How to limit the number of web pages downloaded from a site?

A

Adrienne Boswell

Gazing into my crystal ball I observed (e-mail address removed) (Nad) writing in
Now, in order to detect a page access by the client,
you either add an ssi include statement to either cgi
or javascript, or make your pages dynamically assemble
with php. But what if you can not even run those because
the provider does not allow it?

That is transparent to the client, and you find a provider that allows
scripting on their servers. There are plenty of free hosts that do so.
Look through this group for some recently mentioned hosts.
 
N

Neredbojias

Well, Google does it. Sure, it is slightly a different setup,
but they limit the number of queries to 100.

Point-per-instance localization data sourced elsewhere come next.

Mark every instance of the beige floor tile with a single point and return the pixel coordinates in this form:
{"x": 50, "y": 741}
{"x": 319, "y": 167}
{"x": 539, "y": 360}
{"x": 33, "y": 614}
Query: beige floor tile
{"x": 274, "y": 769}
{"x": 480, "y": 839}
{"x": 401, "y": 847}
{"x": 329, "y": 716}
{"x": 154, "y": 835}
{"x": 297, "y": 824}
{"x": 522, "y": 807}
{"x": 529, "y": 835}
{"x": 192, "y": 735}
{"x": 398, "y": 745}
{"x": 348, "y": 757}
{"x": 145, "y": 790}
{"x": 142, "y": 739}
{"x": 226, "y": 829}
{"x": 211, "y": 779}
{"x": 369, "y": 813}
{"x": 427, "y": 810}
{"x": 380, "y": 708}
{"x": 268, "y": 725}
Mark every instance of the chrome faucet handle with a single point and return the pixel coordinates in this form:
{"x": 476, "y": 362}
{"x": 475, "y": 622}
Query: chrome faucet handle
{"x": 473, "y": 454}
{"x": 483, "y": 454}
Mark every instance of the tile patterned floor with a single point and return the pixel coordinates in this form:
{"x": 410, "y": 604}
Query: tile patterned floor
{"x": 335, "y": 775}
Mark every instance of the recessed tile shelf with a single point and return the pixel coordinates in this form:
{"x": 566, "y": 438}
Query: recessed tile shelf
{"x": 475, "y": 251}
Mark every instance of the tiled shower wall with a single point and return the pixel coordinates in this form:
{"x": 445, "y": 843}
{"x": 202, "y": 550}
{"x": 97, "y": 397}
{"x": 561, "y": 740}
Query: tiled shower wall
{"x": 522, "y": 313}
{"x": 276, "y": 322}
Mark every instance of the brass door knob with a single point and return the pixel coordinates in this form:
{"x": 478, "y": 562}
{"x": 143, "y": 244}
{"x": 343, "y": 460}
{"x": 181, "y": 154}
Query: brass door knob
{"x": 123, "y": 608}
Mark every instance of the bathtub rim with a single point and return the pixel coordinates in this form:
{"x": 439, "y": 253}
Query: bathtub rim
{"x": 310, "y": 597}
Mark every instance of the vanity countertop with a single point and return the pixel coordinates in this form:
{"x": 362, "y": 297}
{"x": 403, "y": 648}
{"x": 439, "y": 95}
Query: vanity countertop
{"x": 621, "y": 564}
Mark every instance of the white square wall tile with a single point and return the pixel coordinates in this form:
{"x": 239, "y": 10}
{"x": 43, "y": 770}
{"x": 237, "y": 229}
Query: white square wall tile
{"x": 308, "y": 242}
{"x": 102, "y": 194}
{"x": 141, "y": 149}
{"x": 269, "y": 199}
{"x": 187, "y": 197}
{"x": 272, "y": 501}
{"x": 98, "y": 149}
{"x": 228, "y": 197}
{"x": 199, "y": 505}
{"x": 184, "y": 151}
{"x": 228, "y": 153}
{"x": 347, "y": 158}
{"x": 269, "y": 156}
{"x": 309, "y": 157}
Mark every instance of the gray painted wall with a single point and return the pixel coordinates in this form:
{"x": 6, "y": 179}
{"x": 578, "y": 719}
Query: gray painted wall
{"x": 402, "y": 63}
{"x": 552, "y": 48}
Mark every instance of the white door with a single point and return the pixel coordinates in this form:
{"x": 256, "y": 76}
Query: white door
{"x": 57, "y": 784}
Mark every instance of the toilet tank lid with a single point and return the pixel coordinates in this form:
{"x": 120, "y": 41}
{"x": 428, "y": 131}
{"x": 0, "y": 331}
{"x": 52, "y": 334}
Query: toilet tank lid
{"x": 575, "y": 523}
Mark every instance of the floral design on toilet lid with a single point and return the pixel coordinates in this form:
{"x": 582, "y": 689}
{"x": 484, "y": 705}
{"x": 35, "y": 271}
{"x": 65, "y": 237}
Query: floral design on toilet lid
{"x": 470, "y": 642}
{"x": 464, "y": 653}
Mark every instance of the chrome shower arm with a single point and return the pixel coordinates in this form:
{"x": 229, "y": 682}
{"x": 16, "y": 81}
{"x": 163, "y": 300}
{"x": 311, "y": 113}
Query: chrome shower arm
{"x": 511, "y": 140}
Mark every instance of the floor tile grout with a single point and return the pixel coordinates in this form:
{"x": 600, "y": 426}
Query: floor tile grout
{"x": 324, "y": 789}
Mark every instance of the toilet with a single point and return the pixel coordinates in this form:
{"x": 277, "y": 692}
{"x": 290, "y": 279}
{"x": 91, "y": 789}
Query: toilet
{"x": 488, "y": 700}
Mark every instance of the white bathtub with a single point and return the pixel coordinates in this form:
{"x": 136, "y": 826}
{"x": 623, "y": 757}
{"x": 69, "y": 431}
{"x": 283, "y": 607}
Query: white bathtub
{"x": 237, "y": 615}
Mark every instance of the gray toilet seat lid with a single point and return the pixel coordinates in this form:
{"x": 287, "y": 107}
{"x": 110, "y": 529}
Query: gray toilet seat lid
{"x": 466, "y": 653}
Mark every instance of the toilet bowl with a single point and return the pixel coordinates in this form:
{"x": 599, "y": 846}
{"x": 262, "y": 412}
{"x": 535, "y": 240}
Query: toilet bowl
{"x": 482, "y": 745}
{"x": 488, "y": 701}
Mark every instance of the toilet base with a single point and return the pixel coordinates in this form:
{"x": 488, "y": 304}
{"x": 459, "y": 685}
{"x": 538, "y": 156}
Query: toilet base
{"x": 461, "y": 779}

Sure, but tell me they do it without server-side techniques which you so
explicitly eschewed...
Could you expand on that idea?

Don't think it would work but just 10-15 minute meta refresh in page head.
 
N

Nad

Ed Mullen said:
I must not be following you. It's ok if I view every document on your
site one at a time. But, it's not ok to have program on my machine
spider your site and do it automatically for me so I can view them at my
leisure later.

Realize this: the information is definetely of value, if you are
interested in these issues to beging with. That information was
collected and processed by the tools that took many years to develop.
And I know for fact that 99.99% of people only like a free Coke.
They do not value someone else's work if they can take advantage of
it.

I do not mind you downloading SOME of it. But, at the same time,
I am not interested in people that take all this work and start
"doing business" with it at my expense, without putting a penny
into it and without moving a finger to make that happen.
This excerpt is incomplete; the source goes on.